Moving to lower doses – oral contraceptives
Moving to Lower Doses Today’s low-dose combined OCs contain less than 50 [mu]g estrogen, down from 150 [mu]g in the first OC and 50 to 100 [mu]g in the OCs of the late 1960s and the 1970s. Estrogen doses of 30 or 35 [mu]g ethinyl estradiol are the most common. Some low-dose pills use 50 [mu]g mestranol, which is roughly as potent as 35 [mu]g ethinyl estradiol.
Progestin doses also have dropped substantially. For example, doses of norethindrone have dropped from 10 mg to 1.0 or 0.5 mg. Because progestins vary in potency by weight, doses of other progestins range from 0.05 mg to 2.0 mg.

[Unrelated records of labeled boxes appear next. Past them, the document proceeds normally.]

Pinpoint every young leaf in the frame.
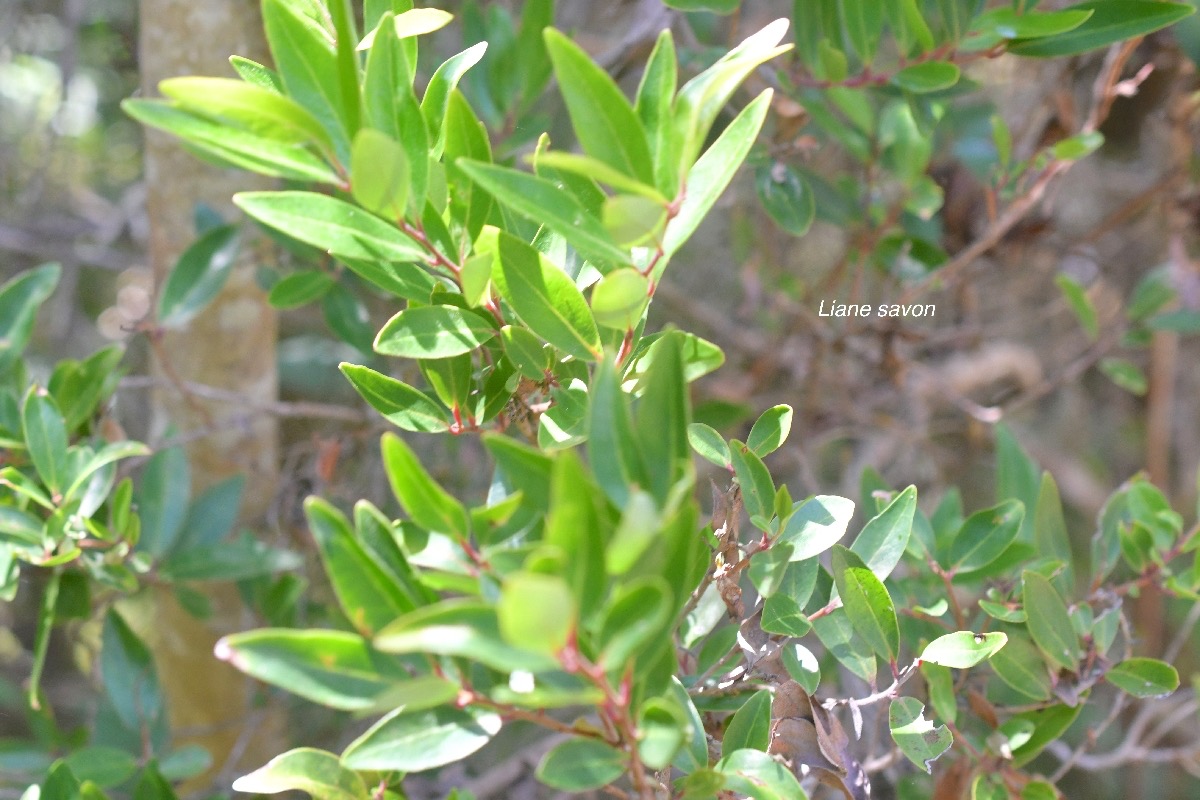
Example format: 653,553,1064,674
496,572,576,655
545,28,654,185
350,128,412,219
536,738,629,792
121,98,342,185
158,225,238,327
1104,658,1180,698
662,89,772,255
214,628,432,711
492,231,600,361
458,160,628,271
233,747,367,800
383,433,470,540
920,631,1008,669
754,162,817,236
20,385,70,494
746,405,792,458
342,706,500,772
1021,570,1084,672
833,545,900,664
779,494,854,561
233,191,425,262
950,500,1025,572
888,697,954,774
304,497,414,637
374,306,496,359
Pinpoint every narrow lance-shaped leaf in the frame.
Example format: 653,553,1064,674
1021,570,1082,672
833,545,900,664
383,433,470,539
492,231,600,361
158,225,238,327
545,28,654,185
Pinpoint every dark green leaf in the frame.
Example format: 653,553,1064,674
233,747,367,800
158,225,238,327
1104,658,1180,698
1021,570,1084,672
374,306,496,359
545,28,654,185
338,362,450,433
721,690,770,752
1008,0,1195,58
536,738,629,792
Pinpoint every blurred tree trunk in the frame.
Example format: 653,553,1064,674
139,0,278,768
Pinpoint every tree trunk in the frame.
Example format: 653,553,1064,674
139,0,278,769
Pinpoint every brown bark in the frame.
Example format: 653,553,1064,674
140,0,278,768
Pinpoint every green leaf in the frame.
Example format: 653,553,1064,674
536,738,629,792
233,747,367,800
588,359,649,509
492,231,600,361
20,385,70,499
374,306,496,359
383,433,470,540
158,531,302,582
755,162,817,236
496,572,576,655
949,500,1025,572
730,439,772,522
263,0,358,162
374,599,558,673
659,19,791,178
121,98,342,185
0,264,62,373
779,494,854,561
888,697,954,774
713,750,808,800
1008,0,1195,58
988,633,1051,702
892,61,962,95
233,192,425,262
833,545,900,664
850,486,917,581
1104,658,1180,698
746,405,792,458
1021,570,1084,672
1099,359,1150,397
920,631,1008,669
721,688,770,752
100,609,164,730
458,158,630,271
266,270,336,308
662,90,772,257
158,77,334,152
688,422,733,469
304,497,415,637
421,42,487,157
592,266,650,331
635,331,691,509
350,128,412,218
158,225,238,327
214,628,436,711
338,362,450,433
545,28,654,184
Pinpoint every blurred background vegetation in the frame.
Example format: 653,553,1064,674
0,0,1200,799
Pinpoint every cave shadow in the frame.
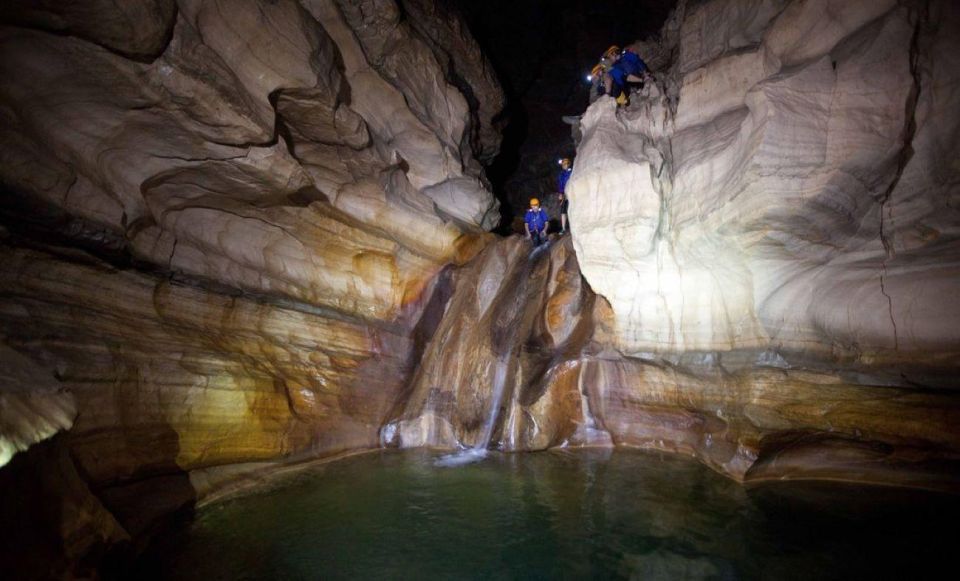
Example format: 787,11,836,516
0,425,197,580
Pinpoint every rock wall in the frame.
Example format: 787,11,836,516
0,0,504,576
382,237,960,490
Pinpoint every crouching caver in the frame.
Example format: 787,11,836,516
523,198,550,246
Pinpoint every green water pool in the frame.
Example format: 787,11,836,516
135,450,960,580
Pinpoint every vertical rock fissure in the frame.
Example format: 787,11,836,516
880,0,930,351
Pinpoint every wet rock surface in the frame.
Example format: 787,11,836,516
0,0,503,577
382,237,960,490
0,0,960,576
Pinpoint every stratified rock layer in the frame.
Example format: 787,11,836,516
568,0,960,480
0,0,504,577
382,238,960,490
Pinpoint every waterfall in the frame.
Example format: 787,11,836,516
435,356,510,466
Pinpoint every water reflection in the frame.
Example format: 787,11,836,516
138,450,960,579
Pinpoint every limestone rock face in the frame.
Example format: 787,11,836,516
381,238,960,490
0,0,503,464
569,0,960,380
0,0,504,576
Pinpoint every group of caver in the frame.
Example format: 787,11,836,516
523,158,573,247
587,45,650,105
523,45,650,247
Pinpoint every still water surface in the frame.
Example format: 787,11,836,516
136,450,960,580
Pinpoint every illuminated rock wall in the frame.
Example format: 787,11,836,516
570,1,960,376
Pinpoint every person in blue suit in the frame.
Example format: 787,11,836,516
523,198,550,247
557,157,573,236
603,46,647,105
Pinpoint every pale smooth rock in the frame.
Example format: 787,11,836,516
570,1,960,372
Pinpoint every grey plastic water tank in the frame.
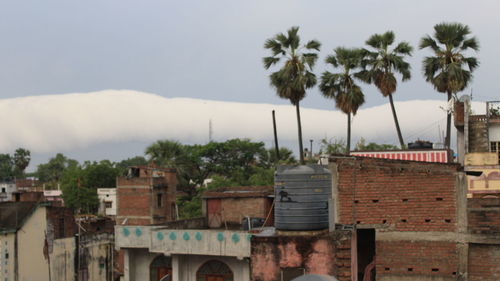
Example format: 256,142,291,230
274,164,332,230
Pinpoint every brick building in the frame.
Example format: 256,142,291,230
115,156,500,281
202,186,274,228
454,96,500,198
116,166,177,225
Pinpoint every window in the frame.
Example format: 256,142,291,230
58,218,64,238
490,141,500,164
156,193,163,208
149,255,172,281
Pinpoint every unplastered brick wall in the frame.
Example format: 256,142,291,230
250,231,352,281
220,198,269,223
467,198,500,234
330,157,458,231
468,244,500,281
376,241,459,280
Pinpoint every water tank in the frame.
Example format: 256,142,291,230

Low-estrogen OCs are now the most widely used. Data from 37 areas in 1987 suggest that low-estrogen pills accounted for nearly 85 percent of pharmacy purchases of OCs in the developed areas and almost 60 percent in the developing areas (see Figure 1). In 1988 they comprised almost 80 percent of OCs donated to family planning programs in developing countries.
Pills With Less Estrogen
The reduction of estrogen doses followed research suggesting that lower doses would reduce circulatory system side effects. One of the first indications came in 1970, with a report to the UK Committee on Safety of Drugs that thromboembolic disorders were more likely with higher estrogen doses (227). Subsequent clinical trials in the US found that estrogen doses as low as 20 [mu]g were effective at preventing pregnancy. They also found that side effects such as nausea, vomiting, and headache occurred less often with less estrogen. Menstrual bleeding irregularities were more frequent, however (387).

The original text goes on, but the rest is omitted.